The county approved borrowing $9.7 million in September 2008 for a new digital system designed to replace the then-nearly 40-year-old analog system. The federal government mandated the switch to digital systems.
The original project included two new towers and portable and mobile radios for all of the fire, law enforcement and rescue agencies in the county, including municipalities.
The system has been plagued with problems from the start. It reached the point that the board ended the county's contract with Communications International, which built the system.
In January, commissioners contracted with R&L Consulting to look at the system. In June, Cary-based Radio Communications Co. was hired to audit and to maintain the system and was also asked to research problems with the system and to make recommendations.
Commissioners met Friday in a three-hour closed-door meeting to talk about the system with Bob Hamlin, vice president of R&L Consulting, and Ken Brody, owner of Radio Communications Co., and Randy Griffin, the company's system group manager.
The board justified the closed doors by citing the need to preserve attorney-client privilege. But N.C. Press Association attorney Amanda Martin said they legally should not have kept the session private.

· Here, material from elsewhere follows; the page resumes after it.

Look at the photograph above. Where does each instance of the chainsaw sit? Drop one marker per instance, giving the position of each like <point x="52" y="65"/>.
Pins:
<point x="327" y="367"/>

And their apparent discussion of the radio system during the closed-door meeting should have been held in open session anyway, Ms. Martin said.
County staff meeting with commissioners were Parker; Joe Gurley, Office of Emergency Services director; Mel Powers, emergency medical and security director; Brian Taylor, fire marshal; Pam Holt, finance director; Smith; and Marcia Wilson, clerk to the board.
No action was taken after the board returned to open session on Friday.
The same group met during the Tuesday open work session.
Brody's recommendation is to build a new tower east of Goldsboro and to rent space for county radio equipment on a U.S. Cellular tower west of Goldsboro .
Also needed are software and firmware updates to the existing system, he said.
The county budgeted for those updates in the past, but Communications International did not do the work because the county had not accepted the system.
About $500,000 of the $3 million will be for those updates, which should have been performed already, Gurley said.
Brody said the county would continue to use the infrastructure put in place by Communications International.
The new tower, and using the U.S. Cellular tower, should resolve previous coverage issues, including coverage inside of buildings east and west of Goldsboro, he said.
Keen asked Gurley why the original contract had only called for 95/95 outside coverage.
That was the standard at the time, Gurley said. Also, there had been an assumption that there would be inside coverage as well.
Keen told Brody he wanted a guarantee the improvements would meet the 95/95 coverage regardless of the type of building.
Commissioner Wayne Aycock said that the system should work well for stick-built buildings.
"No one, regardless of equipment can guarantee 95/95 for every structure," Aycock said.
That is particularly true for thick buildings like the jail or Wayne Memorial Hospital, he said.
However, Keen on several other occasions still asked about the guarantee.
Keen also asked if there had been a performance bond in the contract with Communications International
There was not, Parker said.
Brody said that his proposal did include a performance bond.
Parker told Keen that he would scrutinize the contract with Radio Communications Co. before sending it to Keen for his signature.